This is yet another immature attempt by me to do the hv_iommu_init() in
an arch-independent path. And I do not think using device_initcall() is
harmless. This patch set was tested using an assigned Intel DSA device,
and the DMA tests succeeded w/o any error. But that is not enough to
justify using device_initcall(): I reset the idxd driver as kernel
builtin and realized, just like you said, both hv_pci_probe() and
idxd_pci_probe() were triggered before hv_iommu_init(), and when pvIOMMU
tries to probe the endpoint device, a warning is printed:

[    3.609697] idxd 13d7:00:00.0: late IOMMU probe at driver bind, something fishy here!
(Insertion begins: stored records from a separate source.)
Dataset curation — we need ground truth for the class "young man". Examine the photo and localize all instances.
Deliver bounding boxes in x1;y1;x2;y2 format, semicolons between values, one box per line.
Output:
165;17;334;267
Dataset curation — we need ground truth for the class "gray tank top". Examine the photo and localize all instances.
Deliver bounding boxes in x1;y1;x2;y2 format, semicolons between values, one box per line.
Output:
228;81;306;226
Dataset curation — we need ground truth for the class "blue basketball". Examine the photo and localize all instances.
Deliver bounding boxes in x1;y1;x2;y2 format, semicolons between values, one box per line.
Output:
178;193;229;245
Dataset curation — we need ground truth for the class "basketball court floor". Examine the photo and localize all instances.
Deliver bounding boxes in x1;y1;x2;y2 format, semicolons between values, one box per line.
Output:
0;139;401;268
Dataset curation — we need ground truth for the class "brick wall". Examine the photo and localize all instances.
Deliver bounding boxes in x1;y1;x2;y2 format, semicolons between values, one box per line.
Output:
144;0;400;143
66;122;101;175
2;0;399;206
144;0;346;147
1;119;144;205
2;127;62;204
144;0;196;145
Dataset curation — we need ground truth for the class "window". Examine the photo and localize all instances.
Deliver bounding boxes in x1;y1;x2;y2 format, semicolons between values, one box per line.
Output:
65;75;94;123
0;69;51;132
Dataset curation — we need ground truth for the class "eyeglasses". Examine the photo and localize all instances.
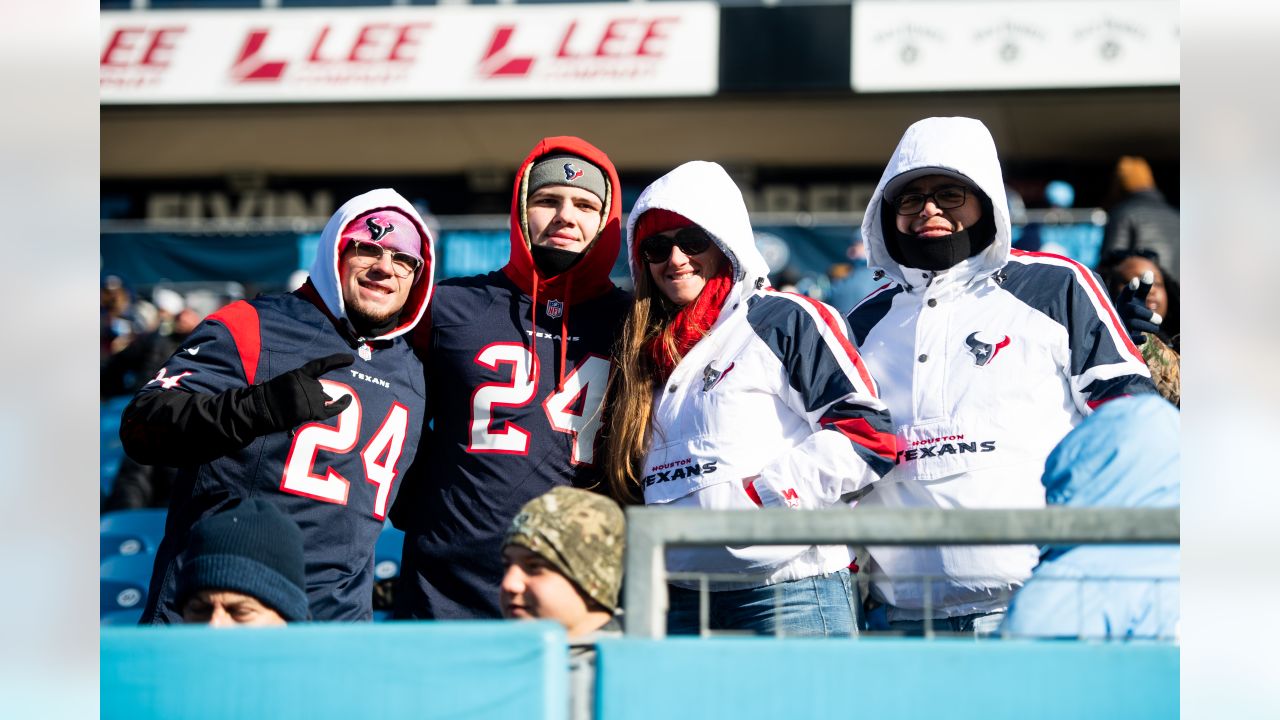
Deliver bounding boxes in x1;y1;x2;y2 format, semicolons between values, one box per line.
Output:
890;185;970;215
346;239;423;279
638;228;713;264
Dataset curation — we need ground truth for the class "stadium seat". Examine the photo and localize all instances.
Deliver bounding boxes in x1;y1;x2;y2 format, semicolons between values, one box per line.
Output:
101;508;168;558
101;608;144;626
374;523;405;582
101;552;155;619
100;395;132;496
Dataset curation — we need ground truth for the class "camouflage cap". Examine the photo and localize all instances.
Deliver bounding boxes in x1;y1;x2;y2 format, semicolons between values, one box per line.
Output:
504;487;625;612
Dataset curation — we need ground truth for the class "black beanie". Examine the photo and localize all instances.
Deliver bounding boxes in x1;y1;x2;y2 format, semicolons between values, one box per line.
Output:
176;499;310;622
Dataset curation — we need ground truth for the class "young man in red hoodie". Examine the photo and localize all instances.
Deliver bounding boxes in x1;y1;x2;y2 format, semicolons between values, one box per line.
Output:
392;137;630;619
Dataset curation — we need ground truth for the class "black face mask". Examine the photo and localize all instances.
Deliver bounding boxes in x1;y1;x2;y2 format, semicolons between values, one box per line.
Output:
530;243;586;279
880;196;996;272
348;310;400;340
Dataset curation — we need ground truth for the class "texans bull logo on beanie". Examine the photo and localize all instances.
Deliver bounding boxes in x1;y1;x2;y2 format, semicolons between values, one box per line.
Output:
527;154;608;205
340;209;425;265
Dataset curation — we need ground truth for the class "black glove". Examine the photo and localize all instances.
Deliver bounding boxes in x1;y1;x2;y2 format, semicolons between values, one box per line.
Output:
256;353;355;430
1115;271;1163;346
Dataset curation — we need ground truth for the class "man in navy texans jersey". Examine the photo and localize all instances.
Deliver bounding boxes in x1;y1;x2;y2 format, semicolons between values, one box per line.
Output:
391;137;630;619
121;189;435;623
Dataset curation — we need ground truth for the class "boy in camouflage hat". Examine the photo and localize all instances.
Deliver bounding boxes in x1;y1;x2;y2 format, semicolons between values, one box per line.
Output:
500;486;624;639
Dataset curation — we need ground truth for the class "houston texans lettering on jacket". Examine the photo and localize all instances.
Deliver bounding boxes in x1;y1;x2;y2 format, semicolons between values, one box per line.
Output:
642;458;718;487
391;137;630;620
121;189;434;623
847;117;1156;621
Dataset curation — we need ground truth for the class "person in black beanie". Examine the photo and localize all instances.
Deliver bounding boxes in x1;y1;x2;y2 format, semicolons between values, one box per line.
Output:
176;499;310;626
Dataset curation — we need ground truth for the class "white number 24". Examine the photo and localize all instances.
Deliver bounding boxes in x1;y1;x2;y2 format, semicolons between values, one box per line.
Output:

> I'm planning to look at this further to see if there's a way for a PCI driver
> to try initializing a pass-thru device *before* this IOMMU driver has initialized.
> If so, a different way to do the IOMMU initialization will be needed that is
> linked to VMBus initialization so things can't happen out-of-order. Establishing
> such a linkage is probably a good idea regardless.
> 
> FWIW, the Azure VM with the 3 NVMe devices and MANA, and operating with
> the identity IOMMU domain, all seemed to work fine! Got 4 IOMMU groups,
> and devices coming and going dynamically all worked correctly. When a device
> was removed, it was moved to the blocking domain, and then flushed before
> being finally removed. All good! I wish I had a way to test with an IOMMU
> paging domain that was doing real translation.
> 

Thank you, Michael! I really appreciate you running these extra experiments!
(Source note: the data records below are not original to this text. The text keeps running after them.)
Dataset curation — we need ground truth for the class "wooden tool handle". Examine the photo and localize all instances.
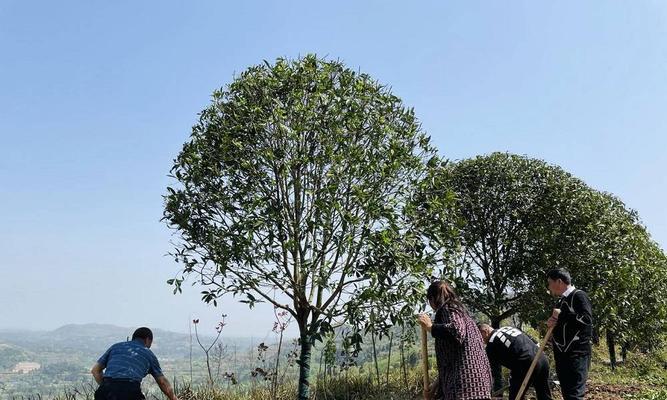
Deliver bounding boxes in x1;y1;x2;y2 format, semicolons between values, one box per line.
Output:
421;326;430;398
514;309;560;400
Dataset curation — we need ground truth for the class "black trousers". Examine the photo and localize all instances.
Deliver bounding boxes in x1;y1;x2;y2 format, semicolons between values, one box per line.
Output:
94;380;145;400
509;356;553;400
554;352;590;400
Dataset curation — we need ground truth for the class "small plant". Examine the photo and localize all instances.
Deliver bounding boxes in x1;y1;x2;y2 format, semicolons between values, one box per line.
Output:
192;314;228;385
322;333;337;383
251;342;274;385
271;307;293;399
222;372;237;388
213;342;228;381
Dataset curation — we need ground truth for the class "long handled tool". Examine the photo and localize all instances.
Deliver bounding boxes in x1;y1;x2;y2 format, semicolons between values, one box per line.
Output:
492;384;510;397
514;309;561;400
421;326;430;399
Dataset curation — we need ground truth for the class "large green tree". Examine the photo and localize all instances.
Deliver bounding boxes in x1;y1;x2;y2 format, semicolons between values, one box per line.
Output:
163;55;435;400
413;153;571;390
413;154;581;326
538;188;667;367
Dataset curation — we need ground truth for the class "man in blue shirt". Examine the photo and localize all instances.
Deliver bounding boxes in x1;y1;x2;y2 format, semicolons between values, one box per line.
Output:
91;327;179;400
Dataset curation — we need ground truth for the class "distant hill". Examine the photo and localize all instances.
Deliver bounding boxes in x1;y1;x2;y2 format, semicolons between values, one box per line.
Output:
0;324;260;360
50;323;132;339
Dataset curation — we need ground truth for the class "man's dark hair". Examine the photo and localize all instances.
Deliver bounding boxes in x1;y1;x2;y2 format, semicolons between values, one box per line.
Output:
132;327;153;341
546;269;571;285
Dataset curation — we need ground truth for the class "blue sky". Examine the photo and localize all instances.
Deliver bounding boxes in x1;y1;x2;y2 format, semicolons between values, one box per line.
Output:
1;1;665;337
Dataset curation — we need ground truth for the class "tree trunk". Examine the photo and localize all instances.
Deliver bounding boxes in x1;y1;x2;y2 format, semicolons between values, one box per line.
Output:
400;330;408;387
386;332;393;385
621;343;628;363
297;333;314;400
607;330;616;371
491;318;503;393
371;331;380;384
592;325;600;345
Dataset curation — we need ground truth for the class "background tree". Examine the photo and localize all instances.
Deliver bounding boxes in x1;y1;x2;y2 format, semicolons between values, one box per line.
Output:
621;243;667;352
412;153;570;390
412;152;667;389
163;55;436;400
537;189;667;369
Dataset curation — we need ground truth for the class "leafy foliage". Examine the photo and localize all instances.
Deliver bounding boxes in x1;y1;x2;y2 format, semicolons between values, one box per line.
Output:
413;152;667;347
164;55;437;399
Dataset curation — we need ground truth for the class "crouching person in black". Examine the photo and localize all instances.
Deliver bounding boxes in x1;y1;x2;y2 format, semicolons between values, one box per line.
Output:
91;327;179;400
478;324;552;400
547;269;593;400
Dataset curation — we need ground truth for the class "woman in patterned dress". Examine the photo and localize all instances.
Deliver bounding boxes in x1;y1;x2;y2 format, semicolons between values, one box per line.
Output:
417;281;492;400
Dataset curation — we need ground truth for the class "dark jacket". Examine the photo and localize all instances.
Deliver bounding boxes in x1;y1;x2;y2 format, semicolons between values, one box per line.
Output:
552;288;593;354
485;327;544;372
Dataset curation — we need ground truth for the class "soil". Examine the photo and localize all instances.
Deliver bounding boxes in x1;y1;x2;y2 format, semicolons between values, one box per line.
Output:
541;383;649;400
579;383;647;400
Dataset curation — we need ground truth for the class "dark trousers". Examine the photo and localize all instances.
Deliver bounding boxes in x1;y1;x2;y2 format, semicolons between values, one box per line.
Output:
554;352;590;400
94;380;145;400
509;356;553;400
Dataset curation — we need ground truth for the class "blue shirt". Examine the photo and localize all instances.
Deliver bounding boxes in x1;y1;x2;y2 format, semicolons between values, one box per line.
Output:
97;338;163;382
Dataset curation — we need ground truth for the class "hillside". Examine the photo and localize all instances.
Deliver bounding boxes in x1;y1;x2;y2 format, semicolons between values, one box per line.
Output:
0;323;289;398
0;343;35;371
0;324;233;359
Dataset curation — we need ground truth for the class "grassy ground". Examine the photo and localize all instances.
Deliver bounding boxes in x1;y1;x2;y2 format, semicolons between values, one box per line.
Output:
580;346;667;400
15;341;667;400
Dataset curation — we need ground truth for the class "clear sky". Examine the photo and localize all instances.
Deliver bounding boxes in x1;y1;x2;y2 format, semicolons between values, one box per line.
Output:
1;1;665;337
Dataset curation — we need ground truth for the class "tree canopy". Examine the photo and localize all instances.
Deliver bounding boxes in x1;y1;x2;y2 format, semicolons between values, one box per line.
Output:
164;54;667;398
412;152;667;383
163;55;438;400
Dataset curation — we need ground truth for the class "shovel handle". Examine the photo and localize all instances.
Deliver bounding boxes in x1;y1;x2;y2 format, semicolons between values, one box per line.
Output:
421;326;430;398
514;309;560;400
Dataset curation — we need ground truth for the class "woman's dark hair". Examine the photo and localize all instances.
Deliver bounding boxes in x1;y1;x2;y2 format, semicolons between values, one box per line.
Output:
427;280;466;313
132;327;153;341
546;269;571;285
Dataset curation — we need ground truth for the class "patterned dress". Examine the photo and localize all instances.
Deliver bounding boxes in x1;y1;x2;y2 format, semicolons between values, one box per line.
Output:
431;305;492;400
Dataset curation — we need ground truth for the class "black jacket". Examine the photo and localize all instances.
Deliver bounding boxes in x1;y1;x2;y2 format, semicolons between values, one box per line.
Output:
552;288;593;354
486;327;544;372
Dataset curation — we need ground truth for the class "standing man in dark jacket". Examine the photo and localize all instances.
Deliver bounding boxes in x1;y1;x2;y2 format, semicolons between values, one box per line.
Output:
478;324;552;400
546;269;593;400
91;327;179;400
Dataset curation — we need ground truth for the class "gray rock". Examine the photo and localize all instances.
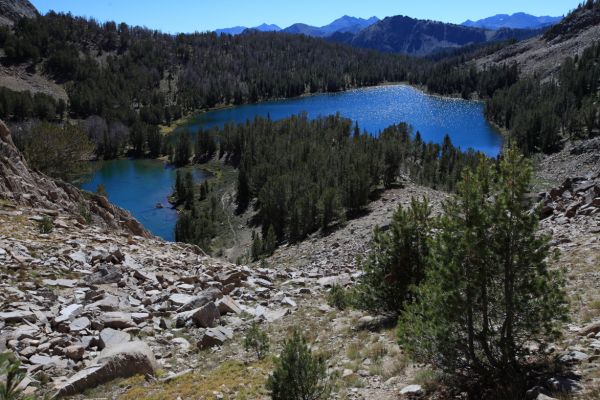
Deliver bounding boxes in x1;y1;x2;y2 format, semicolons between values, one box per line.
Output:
400;384;423;395
100;312;136;329
171;337;191;352
559;350;589;363
578;321;600;337
169;293;196;306
547;377;583;393
85;265;123;285
89;294;120;311
219;270;246;286
216;296;241;315
69;317;90;332
19;346;36;358
0;310;35;323
29;354;58;366
11;325;39;340
43;279;77;288
197;326;233;350
64;345;85;361
54;341;157;397
253;278;273;288
184;302;220;328
69;250;87;264
176;288;223;313
55;304;83;324
281;297;297;307
98;328;131;349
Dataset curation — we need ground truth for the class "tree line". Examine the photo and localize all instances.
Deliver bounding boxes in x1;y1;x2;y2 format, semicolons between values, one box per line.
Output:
171;114;483;254
0;12;420;160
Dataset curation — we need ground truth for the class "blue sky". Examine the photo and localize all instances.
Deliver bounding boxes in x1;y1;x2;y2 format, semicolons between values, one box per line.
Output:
30;0;582;33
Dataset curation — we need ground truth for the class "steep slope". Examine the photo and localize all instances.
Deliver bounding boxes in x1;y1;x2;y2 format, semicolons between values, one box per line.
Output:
0;120;298;397
0;120;148;236
0;0;37;26
462;12;562;30
331;15;539;57
475;2;600;78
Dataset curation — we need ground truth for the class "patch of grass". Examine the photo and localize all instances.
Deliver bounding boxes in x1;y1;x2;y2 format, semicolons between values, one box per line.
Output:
0;199;15;208
37;216;54;234
346;341;362;361
365;341;387;362
589;298;600;311
368;362;384;377
340;374;364;388
120;359;273;400
413;368;443;393
381;354;410;379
My tests on this DSA device passed (using paging domain) too, with no DMA
errors observed (regardless its driver is builtin or as a kernel module).
But that doesn't make me confident about using `device_initcall`. I believe
your concern is valid. E.g., an endpoint device might allocate a DMA address(
using a raw GPA, instead of gIOVA) before pvIOMMU is initialized, and then
use that address for DMA later, after a paging domain is attached?

> > diff --git a/drivers/iommu/hyperv/iommu.h b/drivers/iommu/hyperv/iommu.h
> > new file mode 100644
> > index 000000000000..c8657e791a6e
> > --- /dev/null
> > +++ b/drivers/iommu/hyperv/iommu.h
> > @@ -0,0 +1,53 @@
> > +/* SPDX-License-Identifier: GPL-2.0 */
> > +
> > +/*
> > + * Hyper-V IOMMU driver.
> > + *
> > + * Copyright (C) 2024-2025, Microsoft, Inc.
> > + *
> > + */
> > +
> > +#ifndef _HYPERV_IOMMU_H
> > +#define _HYPERV_IOMMU_H
> > +
> > +struct hv_iommu_dev {
> > +	struct iommu_device iommu;
> > +	struct ida domain_ids;
> > +
> > +	/* Device configuration */
> > +	u8  max_iova_width;
> > +	u8  max_pasid_width;
> > +	u64 cap;
> > +	u64 pgsize_bitmap;
> > +
> > +	struct iommu_domain_geometry geometry;
> > +	u64 first_domain;
> > +	u64 last_domain;
> > +};
> > +
> > +struct hv_iommu_domain {
> > +	union {
> > +		struct iommu_domain    domain;
> > +		struct pt_iommu        pt_iommu;
> > +		struct pt_iommu_x86_64 pt_iommu_x86_64;
> > +	};
> > +	struct hv_iommu_dev *hv_iommu;
> > +	struct hv_input_device_domain device_domain;
> > +	u64		pgsize_bitmap;
> > +
> > +	spinlock_t lock; /* protects dev_list and TLB flushes */
> > +	/* List of devices in this DMA domain */
> 
> It appears that this list is really a list of endpoints (i.e., struct
> hv_iommu_endpoint), not devices (which I read to be struct
> hv_iommu_dev). 
> 
> But that said, what is the list used for?  I see code to add
> endpoints to the list, and to remove then, but the list is never
> walked by any code in this patch set. If there is an anticipated
> future use, it would be better to add the list as part of the code
> for that future use.
> 

Yes, we do not really need this list for this patch set. Thanks!

B.R.
Yu